2. Partition management

  • housekeeping_tasks is partitioned by created_at monthly via pg_partman.
  • Maintenance Cloud Run Job runs weekly and:
    • Creates partitions for the next 3 months if missing.
    • Detaches partitions older than 18 months, exports to GCS Parquet via the standard archive job, drops them.
  • Index changes on the partitioned table apply globally; expand-contract still required.

3. Index changes

  • New indexes created with CONCURRENTLY to avoid table locks.
  • partition-pruning.spec.ts baseline updated whenever a hot query changes; CI rejects regressions.

4. Outbox / inbox migrations

  • outbox and inbox schemas are append-only-friendly; migrations only add fields.
  • During payload-schema bumps (vN → vN+1):
    • Producer dual-publishes for ≥ 30 days (configurable).
    • EVENT_SCHEMAS.md §5 policy applies.

5. Data migrations and backfills

Standard pattern:

  1. New column added (expand step).
  2. Cloud Run Job housekeeping-backfill-<slug> reads in batches of 1000 ordered by (tenant_id, id), throttled to 1k rows/s default.
  3. Job is resumable (writes a checkpoint row to housekeeping.maintenance_state).
  4. Verification query asserts 0 rows with NULL new column before contract step.

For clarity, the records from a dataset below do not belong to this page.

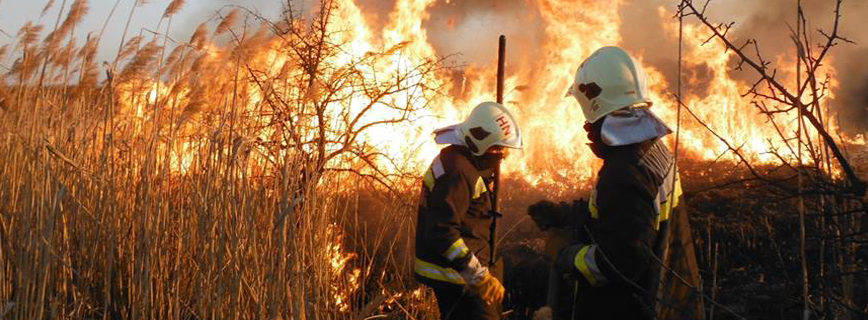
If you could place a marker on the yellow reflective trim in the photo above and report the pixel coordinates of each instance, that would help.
(457, 250)
(429, 179)
(433, 271)
(672, 202)
(583, 266)
(479, 188)
(592, 205)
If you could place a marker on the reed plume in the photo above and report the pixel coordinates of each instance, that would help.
(28, 34)
(131, 46)
(173, 8)
(199, 37)
(47, 7)
(227, 22)
(142, 62)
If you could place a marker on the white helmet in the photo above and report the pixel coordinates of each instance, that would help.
(608, 80)
(489, 124)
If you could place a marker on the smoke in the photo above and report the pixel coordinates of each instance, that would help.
(767, 22)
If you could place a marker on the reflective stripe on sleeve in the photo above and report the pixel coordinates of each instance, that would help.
(587, 265)
(433, 172)
(433, 271)
(479, 188)
(457, 250)
(592, 204)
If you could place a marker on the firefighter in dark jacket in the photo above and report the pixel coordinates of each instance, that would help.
(615, 243)
(452, 234)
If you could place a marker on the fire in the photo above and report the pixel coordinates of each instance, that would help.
(345, 280)
(555, 151)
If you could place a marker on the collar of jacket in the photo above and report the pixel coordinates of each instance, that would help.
(484, 165)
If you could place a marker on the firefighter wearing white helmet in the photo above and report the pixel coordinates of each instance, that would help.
(455, 211)
(621, 228)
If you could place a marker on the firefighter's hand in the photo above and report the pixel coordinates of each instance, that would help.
(545, 214)
(490, 289)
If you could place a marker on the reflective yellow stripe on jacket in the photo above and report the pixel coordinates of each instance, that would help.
(586, 263)
(663, 206)
(433, 271)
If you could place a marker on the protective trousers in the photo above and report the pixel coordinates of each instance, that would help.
(458, 303)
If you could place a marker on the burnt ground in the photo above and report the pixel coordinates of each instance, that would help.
(747, 241)
(748, 230)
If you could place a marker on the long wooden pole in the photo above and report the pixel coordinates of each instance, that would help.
(492, 240)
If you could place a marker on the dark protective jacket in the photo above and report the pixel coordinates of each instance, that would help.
(616, 261)
(454, 217)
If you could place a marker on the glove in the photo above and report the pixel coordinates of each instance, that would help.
(545, 214)
(490, 289)
(480, 280)
(556, 240)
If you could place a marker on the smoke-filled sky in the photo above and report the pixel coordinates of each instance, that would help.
(470, 28)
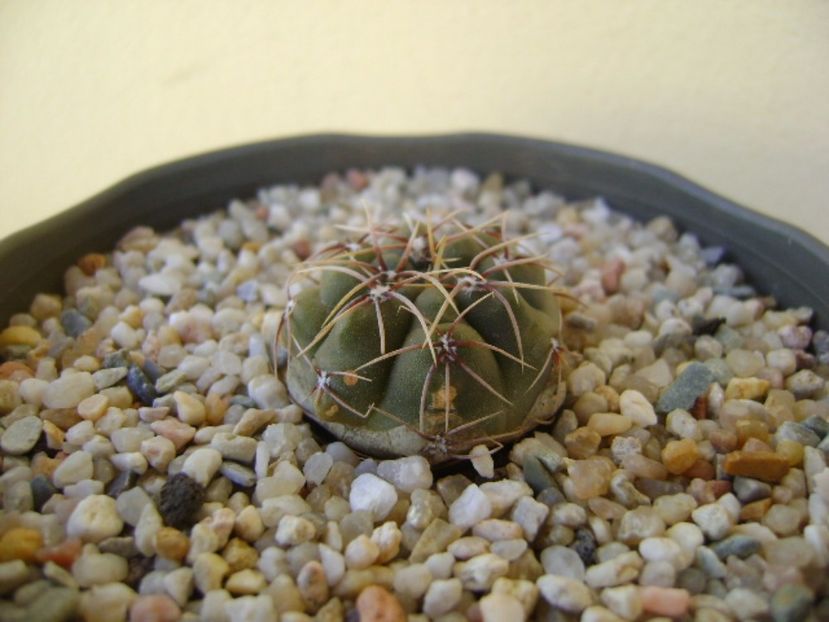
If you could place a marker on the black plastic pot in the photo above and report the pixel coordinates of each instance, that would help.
(777, 258)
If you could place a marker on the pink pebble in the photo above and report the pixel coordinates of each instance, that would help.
(173, 429)
(154, 608)
(667, 601)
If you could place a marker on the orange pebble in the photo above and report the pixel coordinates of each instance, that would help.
(14, 370)
(665, 601)
(63, 554)
(679, 456)
(764, 465)
(702, 469)
(20, 543)
(751, 429)
(91, 263)
(755, 511)
(376, 604)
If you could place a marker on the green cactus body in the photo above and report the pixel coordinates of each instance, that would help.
(429, 339)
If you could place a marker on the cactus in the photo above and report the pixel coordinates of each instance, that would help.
(428, 338)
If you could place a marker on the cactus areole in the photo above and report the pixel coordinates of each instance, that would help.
(428, 338)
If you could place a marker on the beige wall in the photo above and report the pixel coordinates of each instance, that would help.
(733, 94)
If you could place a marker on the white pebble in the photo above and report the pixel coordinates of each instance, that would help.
(482, 461)
(202, 464)
(637, 408)
(442, 596)
(94, 519)
(371, 493)
(565, 593)
(471, 507)
(68, 390)
(268, 392)
(714, 521)
(406, 474)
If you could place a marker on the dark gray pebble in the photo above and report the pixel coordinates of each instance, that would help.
(141, 386)
(797, 432)
(117, 359)
(791, 603)
(654, 488)
(741, 292)
(705, 325)
(818, 425)
(712, 255)
(551, 496)
(42, 491)
(684, 391)
(243, 400)
(536, 474)
(820, 343)
(74, 322)
(739, 545)
(585, 545)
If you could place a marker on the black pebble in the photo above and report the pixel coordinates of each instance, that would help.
(585, 545)
(181, 500)
(141, 386)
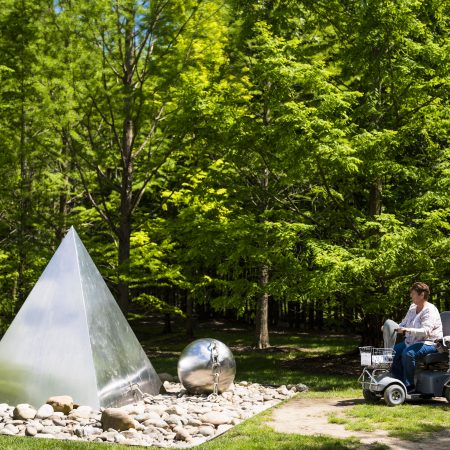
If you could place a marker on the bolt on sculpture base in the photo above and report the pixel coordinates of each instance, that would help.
(206, 366)
(70, 337)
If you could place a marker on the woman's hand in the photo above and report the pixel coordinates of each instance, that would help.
(403, 330)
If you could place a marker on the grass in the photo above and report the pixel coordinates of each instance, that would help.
(408, 421)
(272, 367)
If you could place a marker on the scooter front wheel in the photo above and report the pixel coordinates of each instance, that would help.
(369, 396)
(394, 395)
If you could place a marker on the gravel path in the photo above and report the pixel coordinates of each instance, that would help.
(308, 416)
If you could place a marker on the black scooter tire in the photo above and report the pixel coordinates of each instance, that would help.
(369, 396)
(394, 395)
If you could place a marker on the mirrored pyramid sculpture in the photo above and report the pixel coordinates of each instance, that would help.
(71, 338)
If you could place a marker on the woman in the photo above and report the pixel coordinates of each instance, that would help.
(421, 326)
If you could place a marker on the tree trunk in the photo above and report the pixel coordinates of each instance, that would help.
(189, 316)
(262, 312)
(375, 200)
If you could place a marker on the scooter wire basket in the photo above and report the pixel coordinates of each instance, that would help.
(376, 357)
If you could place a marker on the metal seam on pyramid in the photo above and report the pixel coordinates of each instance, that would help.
(73, 236)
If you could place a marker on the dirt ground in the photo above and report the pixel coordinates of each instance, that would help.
(310, 417)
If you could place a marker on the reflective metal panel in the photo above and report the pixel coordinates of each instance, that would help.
(195, 366)
(70, 337)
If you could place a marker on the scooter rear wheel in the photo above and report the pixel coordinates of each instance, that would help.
(394, 395)
(369, 396)
(447, 394)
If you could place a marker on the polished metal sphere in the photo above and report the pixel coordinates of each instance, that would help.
(200, 361)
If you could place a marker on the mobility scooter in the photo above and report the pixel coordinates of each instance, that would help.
(432, 378)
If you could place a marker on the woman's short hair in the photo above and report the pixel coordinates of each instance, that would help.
(420, 288)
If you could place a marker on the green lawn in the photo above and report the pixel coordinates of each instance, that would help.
(269, 367)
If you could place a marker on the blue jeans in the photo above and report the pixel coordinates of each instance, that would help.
(404, 363)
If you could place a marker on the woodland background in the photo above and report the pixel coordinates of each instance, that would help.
(271, 161)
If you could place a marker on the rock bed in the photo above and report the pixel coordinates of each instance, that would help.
(173, 419)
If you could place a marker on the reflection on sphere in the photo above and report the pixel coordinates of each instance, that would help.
(195, 366)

6. Onboarding importer (optional)

For tenants migrating from an existing PMS with usable housekeeping history:

  • CSV format: task_id_legacy,date,room_number,kind,assignee_legacy,started_at,completed_at,outcome,note.
  • Importer Cloud Run Job housekeeping-onboarding-import:
    1. Reads CSV from GCS bucket gs://melmastoon-onboarding/<tenantId>/housekeeping/.
    2. Resolves room_numberroom_id via property-service; rejects unknown rows to a _rejects.csv.
    3. Resolves assignee_legacystaff_id via staff-service mapping.
    4. Inserts housekeeping_tasks rows with source='import', created_at = original date, status final-only (completed/failed/cancelled).
    5. Skips outbox emission (historical, not live).
    6. Records audit row.
  • Limit: 50k rows/tenant per onboarding to avoid skewing dashboards; older history archived to GCS as Parquet only.